To achieve this, the government set an agenda for itself which will be pursued in collaboration with the CSO’s fittingly regarded as agents of change.
Under the Ten Point Agenda (TPA) the government is commit energy in pursuing the Millennium Development Goals (MDGs) and meticulously give priority to the Lagos State Economic Empowerment and Development Strategy (LASEEDS) and provide platform for successful implementation of the Resolutions of Lagos Economic Summit (Ehingbeti).
Also the Introduction of State Development Plan aims at Consolidating all High Policy Documents(TPA, MDG, LASEEDs, etc) and providing overall direction for the growth and development of the State as well as growing state gross domestic product (SGDP) to double digit by 2020 from 7.5 percent currently.
Both the State Legislature and the CSO’s are expected to key into the Planning Framework under the Lagos State Development Plan 2012-2025.
The executive has listed key sector growth through prudent budget implementation and effective monitoring to achieve economic advancement.
Government identified as economic pillars to drive the process as, Manufacturing, Service Industry, Construction (Especially housing), Agric Infrastructure Sector, Transportation and Power.
Others are, Water, Telecommunications Social Sector, Education, Health, Social Development, Security and Justice, Sustainable Environment, Drainage and Flood Control Waste Management as well as Sanitation, Pollution Control and Climate Change.

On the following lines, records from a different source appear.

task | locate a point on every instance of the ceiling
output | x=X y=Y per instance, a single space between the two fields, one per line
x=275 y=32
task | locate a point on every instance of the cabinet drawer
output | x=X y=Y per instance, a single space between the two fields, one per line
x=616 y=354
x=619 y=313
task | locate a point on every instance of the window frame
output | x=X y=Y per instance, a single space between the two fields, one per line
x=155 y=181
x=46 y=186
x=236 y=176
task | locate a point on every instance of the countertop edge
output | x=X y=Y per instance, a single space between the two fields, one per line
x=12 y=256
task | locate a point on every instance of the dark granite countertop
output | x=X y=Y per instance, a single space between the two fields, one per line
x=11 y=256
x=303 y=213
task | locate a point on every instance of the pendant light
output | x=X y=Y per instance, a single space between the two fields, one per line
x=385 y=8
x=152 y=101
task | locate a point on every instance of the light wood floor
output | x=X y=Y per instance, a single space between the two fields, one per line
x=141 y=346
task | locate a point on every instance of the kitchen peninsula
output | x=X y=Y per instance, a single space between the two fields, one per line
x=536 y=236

Broad Strategy For the Change Agenda will adequately identify Efficient allocation of resources across sectors, Tighter operating expenditure control, Quarterly review of budget performance and a More effective Project Monitoring.
The government has also provided that under Capital expenditure and Recurrent expenditure ratio will be 60:40, Replacing the 4-Sector Budget Classification with International Standard 9 Sector Classification, Percentages allocated to Sectors reflect Government priorities and sustenance of past trend.
In the new regime the highest priority goes to Economic Affairs Sector in line with policy thrust of Government while Health and Education Sectors are being gradually notched up to meet international benchmarks Budget performance target set at 90 percent.